It is good news that UrbanStreet Group, the development firm that last year purchased adjacent properties at Lake Street and Forest Avenue, is ready to invest in one and to demolish the other to make way for a more ambitious use. 

Coming down, sooner than later, is the two-story white brick building on the northwest corner of the intersection. Built as a small department store – Lytton’s – in the mid-1950s, that building reached its highest and best use during Grand Opening Week. Lytton’s went defunct some 30 years ago and its former home devolved most recently into a disturbingly modest array of shops including Subway, a foot doc and, the last remaining operator, a convenience store. Not exactly gateway-to- the-downtown material.

We’re happy to see the initial plans call for a fairly modest height at 8 stories with first floor retail and 140 apartments above. The first stab at design was presented to the Historic Preservation Commission back in November, thankfully not because of any nascent movement to declare the current structure as notable but because any new building is within a small range of the legitimately historic Nineteenth Century Club. 

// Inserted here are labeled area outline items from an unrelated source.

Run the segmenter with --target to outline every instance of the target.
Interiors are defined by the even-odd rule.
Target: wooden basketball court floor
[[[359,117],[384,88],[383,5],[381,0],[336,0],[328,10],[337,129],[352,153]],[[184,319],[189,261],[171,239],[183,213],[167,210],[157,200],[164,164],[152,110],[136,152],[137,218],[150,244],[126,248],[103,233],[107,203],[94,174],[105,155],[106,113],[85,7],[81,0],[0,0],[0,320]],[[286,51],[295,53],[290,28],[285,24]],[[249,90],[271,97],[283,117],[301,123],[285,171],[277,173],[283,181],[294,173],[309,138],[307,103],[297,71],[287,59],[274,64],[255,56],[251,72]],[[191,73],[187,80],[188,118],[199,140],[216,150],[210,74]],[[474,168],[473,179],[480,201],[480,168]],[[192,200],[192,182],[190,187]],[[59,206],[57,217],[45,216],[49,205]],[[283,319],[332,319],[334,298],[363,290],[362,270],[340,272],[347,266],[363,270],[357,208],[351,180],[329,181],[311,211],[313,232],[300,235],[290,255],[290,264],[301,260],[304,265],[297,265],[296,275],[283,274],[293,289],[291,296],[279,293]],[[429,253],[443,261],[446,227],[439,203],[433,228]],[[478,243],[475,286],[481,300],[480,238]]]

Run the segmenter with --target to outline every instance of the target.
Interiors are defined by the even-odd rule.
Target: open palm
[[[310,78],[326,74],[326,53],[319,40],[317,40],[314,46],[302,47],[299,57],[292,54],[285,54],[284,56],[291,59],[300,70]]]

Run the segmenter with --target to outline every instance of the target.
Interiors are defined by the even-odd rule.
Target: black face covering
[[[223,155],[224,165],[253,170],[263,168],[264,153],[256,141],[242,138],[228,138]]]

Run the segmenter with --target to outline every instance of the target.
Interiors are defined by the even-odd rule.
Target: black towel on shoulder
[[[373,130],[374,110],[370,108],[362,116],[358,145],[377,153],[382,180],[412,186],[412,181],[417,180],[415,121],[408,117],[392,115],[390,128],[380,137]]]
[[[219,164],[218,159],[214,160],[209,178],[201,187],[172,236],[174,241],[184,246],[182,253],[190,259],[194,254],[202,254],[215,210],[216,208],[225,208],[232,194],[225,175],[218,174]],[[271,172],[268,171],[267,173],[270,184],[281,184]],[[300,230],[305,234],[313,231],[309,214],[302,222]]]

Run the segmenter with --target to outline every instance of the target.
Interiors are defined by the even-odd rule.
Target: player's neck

So what’s our single, and we think legitimate concern? Of course, parking. Here’s our math and its historic roots. Sitting just north of the doomed two-story brick job is a surface parking lot. It used to be the site of a private parking garage for the office tenants at the commonly owned 1010 Lake St. building. When that garage was allowed to disintegrate, the village government ultimately ordered it demolished. And parking for the 1010 tenants was dispersed into village owned parking garages.

The regulatory issue that Oak Park’s Plan Commission and, eventually, the village board will need to decide is if UrbanStreet can be allowed to build parking in its new building that only meets the needs of its apartment and retail tenants or must they add at least some spaces to absorb the parking needs of their tenants at 1010? Because if the private owners of these two buildings do not provide adequate parking, then it will cost taxpayers who will either have to build more spaces or, themselves, be displaced when they come to our downtown to shop and dine.